Regression Testing: "What" to test and "When"
Regression testing is often seen as an area in which companies
hesitate to allocate resources. We often hear statements such as: "The
developer said the defect is fixed. Do we need to test it again?" And
the answer should be: "Well, the developer probably said the product
had no defects to begin with." The truth of the matter is, in today's
world of extremely complex devices and software applications, the
quantity and quality of regression testing performed on a product are
directly proportional to the commitment vendors have to their customer
base. This does not mean that the more regression testing, the better.
It simply means that we must make sure that regression testing is done
in the right amount and with the right approach.
The two main challenges presented by regression testing are:
1. What do we test?
2. When do we test it?
The purpose of this article is to outline a few techniques that will help
us answer these questions. The first issue we should consider is the
fact that it is not necessary to execute our regression at the end of our
testing cycle. Much of the regression effort can be accomplished
simultaneously to all other testing activities. The supporting assumption
for this approach is:
"We do not wait until all testing is done to fix our defects."
Therefore, much of the regression effort can be accomplished long
before the end of the project, if the project is of reasonable length. If
our testing effort will only last one week, the following techniques may
have to be modified. However, it is not usual for a product to be tested
in such a short period of time. Furthermore, as you study the
techniques outlined below, you will see that as the project's length
increases, the benefits offered by these techniques also increase.
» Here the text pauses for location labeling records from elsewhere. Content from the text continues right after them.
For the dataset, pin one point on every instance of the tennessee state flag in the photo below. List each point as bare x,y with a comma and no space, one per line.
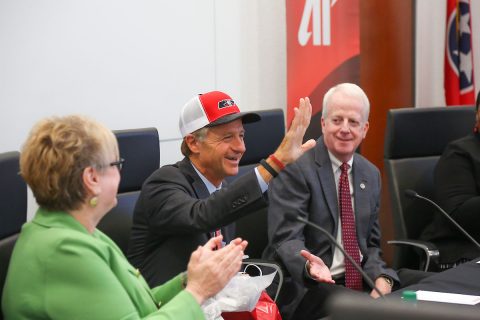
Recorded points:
459,81
323,49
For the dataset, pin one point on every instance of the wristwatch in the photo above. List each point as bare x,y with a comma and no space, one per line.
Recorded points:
388,280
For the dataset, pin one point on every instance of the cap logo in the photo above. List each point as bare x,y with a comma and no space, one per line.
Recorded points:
225,103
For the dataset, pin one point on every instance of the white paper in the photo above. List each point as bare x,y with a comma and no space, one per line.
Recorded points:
447,297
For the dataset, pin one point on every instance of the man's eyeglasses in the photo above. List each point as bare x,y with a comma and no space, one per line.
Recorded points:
118,164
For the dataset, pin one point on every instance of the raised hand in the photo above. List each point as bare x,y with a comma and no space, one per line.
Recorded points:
291,147
317,268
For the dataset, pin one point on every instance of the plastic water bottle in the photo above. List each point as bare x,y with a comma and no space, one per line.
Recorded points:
410,297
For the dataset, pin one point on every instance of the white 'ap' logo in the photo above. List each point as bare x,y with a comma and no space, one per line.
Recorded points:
321,31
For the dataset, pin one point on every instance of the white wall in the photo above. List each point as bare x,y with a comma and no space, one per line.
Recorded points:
133,64
430,49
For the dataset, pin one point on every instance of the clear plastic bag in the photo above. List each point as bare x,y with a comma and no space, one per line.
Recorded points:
240,294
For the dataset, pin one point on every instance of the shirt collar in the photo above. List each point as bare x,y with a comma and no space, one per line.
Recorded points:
337,163
210,186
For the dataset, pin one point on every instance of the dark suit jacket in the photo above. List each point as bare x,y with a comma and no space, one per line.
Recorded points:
307,188
457,182
175,214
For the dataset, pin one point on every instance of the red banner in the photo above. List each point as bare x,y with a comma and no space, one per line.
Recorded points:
323,48
459,81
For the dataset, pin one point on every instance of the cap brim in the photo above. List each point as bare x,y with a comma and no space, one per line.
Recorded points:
247,117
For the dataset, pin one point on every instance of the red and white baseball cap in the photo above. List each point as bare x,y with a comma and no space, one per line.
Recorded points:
211,109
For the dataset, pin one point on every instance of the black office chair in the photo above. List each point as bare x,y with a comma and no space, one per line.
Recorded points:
141,150
261,139
414,140
13,209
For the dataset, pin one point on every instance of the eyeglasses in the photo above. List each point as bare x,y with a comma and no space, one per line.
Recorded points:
118,164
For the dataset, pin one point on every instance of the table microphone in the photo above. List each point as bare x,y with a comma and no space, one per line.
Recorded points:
413,194
293,217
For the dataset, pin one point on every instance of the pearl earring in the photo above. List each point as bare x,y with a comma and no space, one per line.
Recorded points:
94,201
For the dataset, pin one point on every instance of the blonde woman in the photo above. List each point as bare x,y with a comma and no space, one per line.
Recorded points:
62,267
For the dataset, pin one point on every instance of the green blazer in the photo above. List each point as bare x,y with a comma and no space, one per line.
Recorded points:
60,271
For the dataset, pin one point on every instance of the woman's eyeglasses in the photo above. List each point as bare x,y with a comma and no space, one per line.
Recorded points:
118,164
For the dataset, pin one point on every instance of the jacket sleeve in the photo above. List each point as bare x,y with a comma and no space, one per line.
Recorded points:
456,180
288,192
171,206
373,264
81,282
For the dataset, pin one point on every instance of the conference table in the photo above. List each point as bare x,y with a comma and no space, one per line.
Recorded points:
464,279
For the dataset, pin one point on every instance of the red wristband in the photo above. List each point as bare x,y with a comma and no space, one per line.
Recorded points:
277,162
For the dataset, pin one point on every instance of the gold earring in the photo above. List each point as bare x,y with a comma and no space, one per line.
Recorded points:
93,201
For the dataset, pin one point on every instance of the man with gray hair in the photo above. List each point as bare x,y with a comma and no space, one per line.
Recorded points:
332,186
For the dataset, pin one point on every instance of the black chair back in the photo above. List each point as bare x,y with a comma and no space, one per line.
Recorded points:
414,141
141,150
13,210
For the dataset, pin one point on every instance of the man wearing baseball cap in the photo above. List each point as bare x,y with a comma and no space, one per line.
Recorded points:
182,205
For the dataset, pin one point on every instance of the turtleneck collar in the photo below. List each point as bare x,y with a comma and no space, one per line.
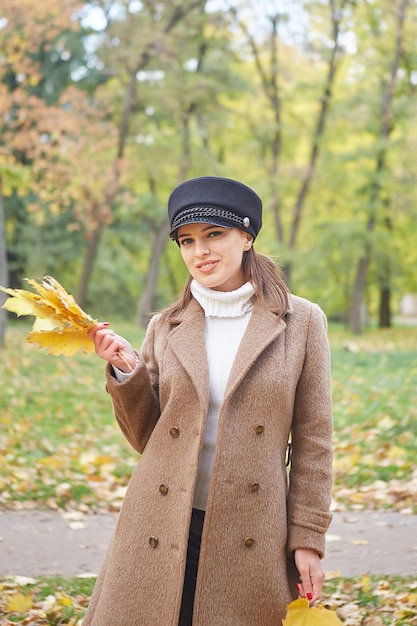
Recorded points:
224,303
To answer the questions of what should we test and when, we will
begin with a simple suite of ten tests. In the real world, this suite would
obviously be much larger, and not necessarily static, meaning that the
number of tests can increase or decrease as the need arises. After our
first test run with the first beta (which we will call "Code Drop 1") of our
hypothetical software product, our matrix looks like this.
Test ID Status CD 1 Defect
Number
1 Pass
2 Fail 1
3 Fail 1
4 Pass
5 Pass
6 Pass
7 Fail 2
8 Fail 3
9 Fail 4
10 Pass
In the matrix above, we have cross-referenced the defects we found,
with the tests that caused them. As you can see, defect number 1 was
caused by test 2, but it also occurred on test 3. The remaining failures
caused unique defects.
As we prepare to execute our second test run (Code Drop 2), we must
decide what tests will be executed. The rules we will use only apply to
our regression effort. There are rules we can apply to the subset of
tests that have passed, in order to find out which ones we should re-
execute. However, that will be the topic of another article.
The fundamental question we must now ask is: "Have any of the
defects found been fixed?" Let us suppose that defects 1, 2, and 3
have, in fact, been reported as fixed by our developers. Let us also
suppose that three more tests have been added to our test suite. After
"Code Drop 2", our matrix looks as follows:
Test ID Status CD 1 Defect Number Status CD 2 Defect Number
1 Pass
2 Fail 1 Pass 1 - Fixed
3 Fail 1 Pass 1 - Fixed
4 Pass
5 Pass
6 Pass
7 Fail 2 Fail 2
8 Fail 3 Pass
9 Fail 4
10 Pass
11 Pass
12 Pass
A few key points to notice are:
Of the tests that previously failed, only the tests that were
associated with defects that were supposedly fixed were
executed. Test number 9, which caused defect number 4, was
not executed on Code Drop 2, because defect number 4 is not
fixed.
Defect number 1 is fixed, because tests 2 and 3 have finally
passed.
Test number 7 still fails. Therefore, the defect remains.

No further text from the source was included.